Munster skipper Ronan O'Gara has been warned he faces the best fly-half in Britain in the Amlin Challenge Cup semi-finals.
Munster's points-machine will go head-to-head with former All Black Nick Evans at Thomond Park in the second semi-final and Quins' international wing Ugo Monye reckons that could prove the battle that decides which team reaches the final in Cardiff next month.
"The battle between Nick Evans and Ronan O'Gara is going to be fantastic. Nick is one of the best players in the world and probably the best player I have ever played with - he does everything so well with a very cool head," said Monye.
Evans scored 20 points for the All Blacks at Lansdowne Road in 2005 in a 45-7 demolition of an Ireland team that included O'Gara among six Munster players. AS repeat of that would put Quins into their third Amlin Challenge Cup final in Cardiff on Friday, 20 May.
"Ronan's record speaks for itself but he has also become one of the game's great organisers," said Evans.
"The only person who possibly knows Thomond Park better than him is the groundsman. Ronan knows every blade of grass - he is a real fighter and he is Munster.
"I always knew about the strength of Munster rugby when I was growing up in New Zealand because we were told about how they beat the All Blacks in 1978. Even as a kid I thought they must be pretty special."
Munster may have been crowned European champions in 2002006 and 2008 but this is their first campaign in the Challenge Cup that has twice been lifted by Quins.
And Monye, a British & Irish Lion in 2009 who played alongside O'Gara, Keith Earls, Paul O'Connell, Donncha O'Callaghan and David Wallace in South Africa, insists the Londoners will not be intimidated by the Limerick cauldron this weekend.
"We are a young squad but we are confident in our ability. We had a good result at Leeds last weekend and we've won at Northampton, but we're expecting a massively different challenge at Thomond Park," admitted Monye.
"It is one of the most iconic stadiums in European rugby and with a sea of reds shirts and flags it will almost be like playing for the Lions again.

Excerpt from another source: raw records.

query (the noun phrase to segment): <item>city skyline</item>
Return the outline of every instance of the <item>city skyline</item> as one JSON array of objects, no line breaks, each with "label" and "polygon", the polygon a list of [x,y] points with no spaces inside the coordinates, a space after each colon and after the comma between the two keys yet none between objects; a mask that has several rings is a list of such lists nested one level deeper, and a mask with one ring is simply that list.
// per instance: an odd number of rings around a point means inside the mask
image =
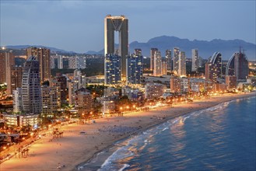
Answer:
[{"label": "city skyline", "polygon": [[129,43],[168,35],[255,44],[254,6],[254,1],[2,0],[0,44],[40,44],[80,53],[100,51],[103,47],[103,19],[108,14],[129,19]]}]

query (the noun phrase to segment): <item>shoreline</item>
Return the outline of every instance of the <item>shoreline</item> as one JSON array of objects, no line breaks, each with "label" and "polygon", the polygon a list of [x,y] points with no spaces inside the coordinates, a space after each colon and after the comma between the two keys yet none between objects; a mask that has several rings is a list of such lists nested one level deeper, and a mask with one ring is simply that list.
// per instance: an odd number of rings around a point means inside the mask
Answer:
[{"label": "shoreline", "polygon": [[[93,160],[99,153],[110,151],[117,142],[124,141],[132,134],[191,112],[250,96],[256,96],[256,92],[219,96],[174,104],[174,107],[129,112],[124,117],[96,119],[95,124],[65,125],[61,127],[63,138],[50,141],[51,136],[43,137],[30,147],[29,157],[12,157],[0,165],[0,170],[58,170],[60,164],[65,166],[61,167],[61,170],[78,170],[79,166]],[[79,134],[81,131],[86,134]]]},{"label": "shoreline", "polygon": [[[226,103],[226,102],[231,102],[231,101],[233,101],[233,100],[238,99],[246,99],[246,98],[256,96],[256,93],[254,93],[254,94],[251,93],[251,96],[250,94],[247,94],[247,95],[249,95],[249,96],[239,96],[239,97],[237,97],[237,98],[233,98],[233,99],[230,99],[226,100],[226,101],[222,101],[220,103],[216,103],[212,106],[205,106],[205,107],[202,107],[202,108],[200,108],[200,109],[195,109],[195,110],[191,110],[191,111],[188,111],[186,113],[181,113],[178,116],[173,116],[173,117],[167,117],[164,120],[163,120],[162,122],[150,125],[148,127],[144,127],[142,130],[139,130],[139,131],[135,132],[134,134],[142,134],[142,132],[144,132],[144,131],[147,131],[147,130],[149,130],[152,127],[157,127],[158,125],[160,125],[160,124],[163,124],[163,123],[165,123],[168,120],[175,119],[177,117],[185,116],[186,114],[188,114],[188,113],[193,113],[193,112],[195,112],[195,111],[203,110],[209,108],[209,107],[213,107],[213,106],[218,106],[219,104],[221,104],[221,103]],[[164,108],[166,108],[166,107],[164,107]],[[168,107],[168,108],[170,108],[170,107]],[[92,166],[93,167],[97,166],[97,167],[100,168],[100,166],[104,163],[105,160],[107,159],[117,149],[118,149],[118,147],[117,147],[115,145],[117,144],[119,141],[125,141],[126,140],[130,139],[130,138],[131,138],[130,135],[128,135],[127,137],[124,137],[124,138],[123,138],[120,140],[117,140],[117,141],[113,142],[113,144],[111,145],[110,145],[109,147],[107,147],[107,148],[97,152],[96,153],[95,153],[87,161],[85,161],[85,162],[75,166],[75,167],[73,170],[74,171],[79,171],[79,170],[84,170],[86,169],[88,169],[88,168],[83,168],[83,169],[82,169],[82,168],[85,165],[86,165],[86,166],[92,165],[91,162],[93,161],[93,159],[96,159],[96,162],[94,162],[95,164],[93,164]],[[114,150],[111,149],[112,148],[114,148]],[[110,151],[111,152],[110,153],[109,151]],[[107,152],[107,154],[103,154],[103,153],[105,153],[106,152]],[[103,159],[105,159],[103,162],[102,162],[102,159],[101,159],[101,161],[97,161],[96,159],[96,158],[98,158],[98,155],[105,155],[105,156],[103,156]],[[81,169],[79,169],[79,167],[82,167]]]}]

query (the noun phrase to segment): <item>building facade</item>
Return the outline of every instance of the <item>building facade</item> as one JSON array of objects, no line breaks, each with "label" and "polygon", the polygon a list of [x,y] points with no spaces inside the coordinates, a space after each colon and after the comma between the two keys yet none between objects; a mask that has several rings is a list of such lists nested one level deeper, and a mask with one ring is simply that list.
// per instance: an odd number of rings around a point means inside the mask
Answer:
[{"label": "building facade", "polygon": [[171,72],[173,70],[173,62],[171,58],[171,50],[167,50],[165,51],[165,57],[167,58],[167,71]]},{"label": "building facade", "polygon": [[249,65],[245,54],[234,53],[227,63],[226,75],[236,76],[237,79],[246,79],[248,75]]},{"label": "building facade", "polygon": [[11,68],[15,66],[12,52],[0,52],[0,84],[7,83],[7,94],[11,95]]},{"label": "building facade", "polygon": [[153,71],[154,63],[155,63],[155,54],[158,51],[157,48],[151,48],[150,49],[150,70]]},{"label": "building facade", "polygon": [[186,75],[186,55],[185,52],[180,51],[179,54],[179,61],[178,61],[178,75]]},{"label": "building facade", "polygon": [[217,79],[220,78],[222,71],[222,55],[219,52],[213,54],[205,64],[205,79],[217,82]]},{"label": "building facade", "polygon": [[177,75],[179,70],[179,54],[180,54],[180,48],[174,47],[174,72]]},{"label": "building facade", "polygon": [[160,51],[156,51],[154,55],[153,75],[162,75],[162,56]]},{"label": "building facade", "polygon": [[16,88],[20,88],[22,86],[23,72],[23,67],[11,67],[11,79],[10,82],[7,84],[7,92],[9,94],[12,93],[12,91]]},{"label": "building facade", "polygon": [[23,110],[25,113],[40,114],[42,110],[40,64],[36,57],[26,61],[22,81]]},{"label": "building facade", "polygon": [[12,91],[13,113],[20,113],[23,110],[22,89],[16,88]]},{"label": "building facade", "polygon": [[88,115],[93,107],[93,97],[88,92],[77,93],[78,113],[80,117]]},{"label": "building facade", "polygon": [[42,112],[44,117],[53,116],[60,106],[60,92],[57,87],[42,86]]},{"label": "building facade", "polygon": [[106,55],[104,61],[106,85],[121,83],[121,58],[117,54]]},{"label": "building facade", "polygon": [[164,86],[159,83],[147,83],[145,86],[145,98],[147,99],[158,99],[164,92]]},{"label": "building facade", "polygon": [[142,55],[132,54],[128,56],[126,60],[126,83],[128,85],[141,84],[143,75],[143,57]]},{"label": "building facade", "polygon": [[104,55],[113,54],[114,50],[114,31],[119,32],[117,55],[121,58],[121,76],[126,76],[126,56],[128,54],[128,19],[124,16],[107,15],[104,19]]},{"label": "building facade", "polygon": [[30,47],[26,49],[26,57],[33,56],[40,64],[40,77],[41,82],[51,79],[51,51],[47,48]]},{"label": "building facade", "polygon": [[192,49],[192,72],[198,72],[199,56],[198,50]]}]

"I love going away from home and being booed. That shows the other side is worried about you. You can't go to a place like Thomond Park and feel intimidated. If you do that you are beaten before you even start.
"We have to embrace the atmosphere, stick together as a group and inspire each other. It is going to be a huge test but everyone in the squad is buzzing. It is a one-off challenge for us.
"We haven't won a trophy for seven years so it would be a great shame to waste the opportunity."
Meanwhile Monye, who has not played for England since he was carried off with his neck in a brace against Scotland a year ago, hopes to push for a World Cup place.
"This is going to be a step up for all of us - this is Heineken Cup rugby, if not international class rugby. I'm really looking forward to my battle with Doug Howlett and I want to get the ball in my hands early on," he said.
"The England coaches will be watching the European games this weekend so that means pulling out a top performance."